Casas and Siegal knew, of course, that there was no way to undermine anything at Jodka’s Article 32 hearing by proffering their client’s truthful testimony. Such testimony would have either been inculpatory or untruthful (requiring Jodka’s lawyers to report this situation to the court). Instead of remaining silent and pursuing their case in court in a workmanlike fashion, they instead lied for their clients in public at various press conferences, while conducting damage control in front of the investigating officer. This tactic dishonors the profession and is also pretty stupid, not least because it undermines a client’s later testimony, including any testimony that is later offered by the government under a plea deal. In addition, too much talk that my-client-is-innocent-as-a-dove could very well make a plea deal impossible, even for a client that is otherwise a good candidate for such a deal. Prior assertions of innocence will function as impeachment evidence and hurt credibility. Won’t Bacos’ testimony be that much more credible when he ultimately testifies in this case in comparison to Jodka? Jodka secured this plea deal in spite of his lawyers’ risky and unethical publicity stunts, not because of them.

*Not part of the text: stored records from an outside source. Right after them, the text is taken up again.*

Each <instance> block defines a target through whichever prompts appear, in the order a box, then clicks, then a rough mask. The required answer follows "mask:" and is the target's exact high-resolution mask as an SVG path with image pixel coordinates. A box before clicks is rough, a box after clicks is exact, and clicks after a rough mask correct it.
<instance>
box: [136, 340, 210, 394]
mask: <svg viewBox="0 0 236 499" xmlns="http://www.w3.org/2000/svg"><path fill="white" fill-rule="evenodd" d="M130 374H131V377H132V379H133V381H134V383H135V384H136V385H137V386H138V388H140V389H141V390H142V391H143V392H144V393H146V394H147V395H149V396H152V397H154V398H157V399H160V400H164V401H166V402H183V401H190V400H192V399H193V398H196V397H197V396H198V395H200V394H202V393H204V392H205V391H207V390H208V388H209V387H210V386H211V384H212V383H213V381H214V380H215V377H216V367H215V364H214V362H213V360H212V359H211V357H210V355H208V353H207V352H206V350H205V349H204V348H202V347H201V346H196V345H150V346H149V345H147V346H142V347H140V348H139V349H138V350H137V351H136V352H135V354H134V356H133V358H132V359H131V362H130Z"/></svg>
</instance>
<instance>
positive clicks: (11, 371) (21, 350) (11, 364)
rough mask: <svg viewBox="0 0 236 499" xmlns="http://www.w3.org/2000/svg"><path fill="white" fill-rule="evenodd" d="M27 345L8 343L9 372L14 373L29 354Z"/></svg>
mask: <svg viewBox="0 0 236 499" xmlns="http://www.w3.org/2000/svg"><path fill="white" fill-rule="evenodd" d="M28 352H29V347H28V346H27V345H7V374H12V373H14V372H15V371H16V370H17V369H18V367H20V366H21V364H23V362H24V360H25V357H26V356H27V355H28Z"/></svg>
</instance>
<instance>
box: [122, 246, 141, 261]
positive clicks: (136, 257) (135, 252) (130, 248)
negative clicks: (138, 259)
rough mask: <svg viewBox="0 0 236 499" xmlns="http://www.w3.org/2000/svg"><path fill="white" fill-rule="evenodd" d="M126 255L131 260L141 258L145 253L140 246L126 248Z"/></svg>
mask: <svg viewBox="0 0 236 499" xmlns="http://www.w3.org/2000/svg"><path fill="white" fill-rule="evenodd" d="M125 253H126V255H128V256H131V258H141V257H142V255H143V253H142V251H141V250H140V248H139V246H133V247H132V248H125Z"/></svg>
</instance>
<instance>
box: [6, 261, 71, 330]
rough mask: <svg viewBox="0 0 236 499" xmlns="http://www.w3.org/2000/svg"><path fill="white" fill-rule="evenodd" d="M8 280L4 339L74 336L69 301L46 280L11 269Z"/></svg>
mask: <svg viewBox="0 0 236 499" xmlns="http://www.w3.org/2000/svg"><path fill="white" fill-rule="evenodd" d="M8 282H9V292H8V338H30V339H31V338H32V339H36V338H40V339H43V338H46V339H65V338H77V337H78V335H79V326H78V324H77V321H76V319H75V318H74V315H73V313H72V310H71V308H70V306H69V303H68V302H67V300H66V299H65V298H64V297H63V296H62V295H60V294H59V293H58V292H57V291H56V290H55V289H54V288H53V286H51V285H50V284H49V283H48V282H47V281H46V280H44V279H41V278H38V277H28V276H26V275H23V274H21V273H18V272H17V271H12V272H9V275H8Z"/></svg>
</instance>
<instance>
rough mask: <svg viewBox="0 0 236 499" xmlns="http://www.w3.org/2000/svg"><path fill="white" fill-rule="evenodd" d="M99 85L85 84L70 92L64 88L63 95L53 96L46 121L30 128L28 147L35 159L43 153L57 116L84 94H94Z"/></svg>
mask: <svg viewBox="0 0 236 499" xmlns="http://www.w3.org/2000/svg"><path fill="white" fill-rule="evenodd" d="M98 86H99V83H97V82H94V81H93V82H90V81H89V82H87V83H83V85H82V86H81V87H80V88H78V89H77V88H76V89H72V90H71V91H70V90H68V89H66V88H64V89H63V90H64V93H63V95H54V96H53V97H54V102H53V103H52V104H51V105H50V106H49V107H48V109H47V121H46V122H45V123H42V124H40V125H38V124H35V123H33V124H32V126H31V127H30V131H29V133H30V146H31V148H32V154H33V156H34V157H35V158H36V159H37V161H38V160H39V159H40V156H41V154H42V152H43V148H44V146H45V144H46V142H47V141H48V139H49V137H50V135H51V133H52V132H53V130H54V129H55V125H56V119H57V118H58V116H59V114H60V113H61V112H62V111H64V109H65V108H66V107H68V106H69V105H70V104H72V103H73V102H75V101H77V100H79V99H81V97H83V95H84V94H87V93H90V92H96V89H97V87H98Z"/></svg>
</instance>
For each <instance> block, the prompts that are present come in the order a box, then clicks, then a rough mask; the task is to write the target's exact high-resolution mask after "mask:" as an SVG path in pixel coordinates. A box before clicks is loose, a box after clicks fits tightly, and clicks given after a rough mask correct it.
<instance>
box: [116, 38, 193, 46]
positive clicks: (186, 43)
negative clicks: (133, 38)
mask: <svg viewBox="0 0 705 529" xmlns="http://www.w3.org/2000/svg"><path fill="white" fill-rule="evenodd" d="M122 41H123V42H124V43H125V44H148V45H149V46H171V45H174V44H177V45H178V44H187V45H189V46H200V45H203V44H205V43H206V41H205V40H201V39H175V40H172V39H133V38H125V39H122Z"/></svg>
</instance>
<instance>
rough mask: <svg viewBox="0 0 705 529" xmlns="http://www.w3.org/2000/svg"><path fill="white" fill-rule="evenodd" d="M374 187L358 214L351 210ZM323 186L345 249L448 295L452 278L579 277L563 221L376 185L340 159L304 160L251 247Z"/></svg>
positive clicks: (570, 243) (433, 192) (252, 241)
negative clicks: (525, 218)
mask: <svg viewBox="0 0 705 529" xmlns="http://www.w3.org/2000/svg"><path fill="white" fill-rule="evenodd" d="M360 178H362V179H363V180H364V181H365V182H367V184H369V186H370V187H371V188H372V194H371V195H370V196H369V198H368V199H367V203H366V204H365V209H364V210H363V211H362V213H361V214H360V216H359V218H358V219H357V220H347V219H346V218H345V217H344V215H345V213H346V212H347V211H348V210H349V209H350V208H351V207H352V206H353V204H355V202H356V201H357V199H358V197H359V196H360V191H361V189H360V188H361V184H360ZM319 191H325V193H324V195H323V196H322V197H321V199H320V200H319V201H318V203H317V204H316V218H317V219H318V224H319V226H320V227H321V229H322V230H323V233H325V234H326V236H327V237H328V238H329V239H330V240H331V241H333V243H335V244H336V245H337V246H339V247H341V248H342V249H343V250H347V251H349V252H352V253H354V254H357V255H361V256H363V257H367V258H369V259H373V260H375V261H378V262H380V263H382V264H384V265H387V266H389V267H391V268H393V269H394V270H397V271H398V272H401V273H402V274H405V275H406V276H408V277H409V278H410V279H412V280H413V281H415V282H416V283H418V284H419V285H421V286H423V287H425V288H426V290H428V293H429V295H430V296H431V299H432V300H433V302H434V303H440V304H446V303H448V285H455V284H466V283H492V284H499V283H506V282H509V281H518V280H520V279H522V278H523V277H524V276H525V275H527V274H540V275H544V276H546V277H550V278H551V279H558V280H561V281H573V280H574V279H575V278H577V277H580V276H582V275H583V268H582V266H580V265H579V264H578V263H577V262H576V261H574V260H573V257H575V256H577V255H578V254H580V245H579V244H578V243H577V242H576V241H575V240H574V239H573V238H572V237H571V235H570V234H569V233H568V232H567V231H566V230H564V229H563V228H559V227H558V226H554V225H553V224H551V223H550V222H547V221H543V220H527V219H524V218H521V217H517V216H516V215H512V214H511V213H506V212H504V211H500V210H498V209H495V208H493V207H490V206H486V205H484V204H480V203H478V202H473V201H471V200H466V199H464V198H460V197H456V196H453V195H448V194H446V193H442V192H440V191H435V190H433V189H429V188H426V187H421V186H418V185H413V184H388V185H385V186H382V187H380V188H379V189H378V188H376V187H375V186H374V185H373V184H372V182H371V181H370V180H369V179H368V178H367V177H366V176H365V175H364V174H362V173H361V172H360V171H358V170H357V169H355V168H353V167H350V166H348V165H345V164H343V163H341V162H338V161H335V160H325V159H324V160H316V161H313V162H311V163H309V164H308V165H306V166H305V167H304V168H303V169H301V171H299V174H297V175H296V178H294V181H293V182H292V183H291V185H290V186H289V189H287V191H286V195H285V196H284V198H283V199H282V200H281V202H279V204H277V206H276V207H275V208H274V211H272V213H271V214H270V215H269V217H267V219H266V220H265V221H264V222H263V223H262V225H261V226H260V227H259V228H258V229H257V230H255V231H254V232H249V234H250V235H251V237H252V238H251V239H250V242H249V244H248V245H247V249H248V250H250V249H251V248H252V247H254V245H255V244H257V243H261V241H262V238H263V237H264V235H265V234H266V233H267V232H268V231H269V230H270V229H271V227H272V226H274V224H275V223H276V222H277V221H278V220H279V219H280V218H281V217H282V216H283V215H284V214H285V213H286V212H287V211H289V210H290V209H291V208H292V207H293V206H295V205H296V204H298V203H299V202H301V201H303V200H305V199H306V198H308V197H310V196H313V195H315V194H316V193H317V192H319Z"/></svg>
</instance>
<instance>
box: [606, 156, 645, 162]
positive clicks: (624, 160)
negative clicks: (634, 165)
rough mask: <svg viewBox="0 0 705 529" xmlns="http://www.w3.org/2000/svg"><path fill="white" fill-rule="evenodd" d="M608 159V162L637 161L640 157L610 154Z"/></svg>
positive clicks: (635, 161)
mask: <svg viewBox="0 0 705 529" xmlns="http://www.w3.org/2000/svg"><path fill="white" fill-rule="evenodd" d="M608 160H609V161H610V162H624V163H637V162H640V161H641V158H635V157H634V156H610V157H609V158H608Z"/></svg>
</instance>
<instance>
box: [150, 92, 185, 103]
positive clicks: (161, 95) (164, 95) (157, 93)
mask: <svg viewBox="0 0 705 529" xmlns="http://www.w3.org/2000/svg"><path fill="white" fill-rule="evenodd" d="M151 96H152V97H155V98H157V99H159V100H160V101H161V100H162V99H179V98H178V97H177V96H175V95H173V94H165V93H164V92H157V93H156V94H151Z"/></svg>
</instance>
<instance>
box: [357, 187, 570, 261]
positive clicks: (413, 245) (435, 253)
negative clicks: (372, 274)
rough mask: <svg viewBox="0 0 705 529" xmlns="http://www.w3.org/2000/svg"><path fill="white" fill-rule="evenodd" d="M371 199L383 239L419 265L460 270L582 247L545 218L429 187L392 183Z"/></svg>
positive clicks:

All of the anti-prosecution blather on this case should stop. It’s completely unbelievable that two of the eight accused would testify falsely to send their buddies up the river, and that three of the eight would falsely confessed earlier to a crime they didn’t commit. It’s far more believable that the defense in this case made up a bunch of falsehoods to garner sympathy, raise money, and improperly enlist the public and derail the judicial process. The only honorable thing for the various media and blogger-supporters of these guys to do now would be to close up shop, express some faith in the judicial process, admit earlier errors in judgment, and allow this regrettable and tragic, though entirely just, prosecution to continue.

Sticking to your guns, even when it’s clear you backed the wrong horse, is a good way to make a complete fool of yourself. Good and honorable people can be duped out of a surfeit of sympathy and credulity; it’s up to them to respond to events that make it clear that’s exactly what has happened here.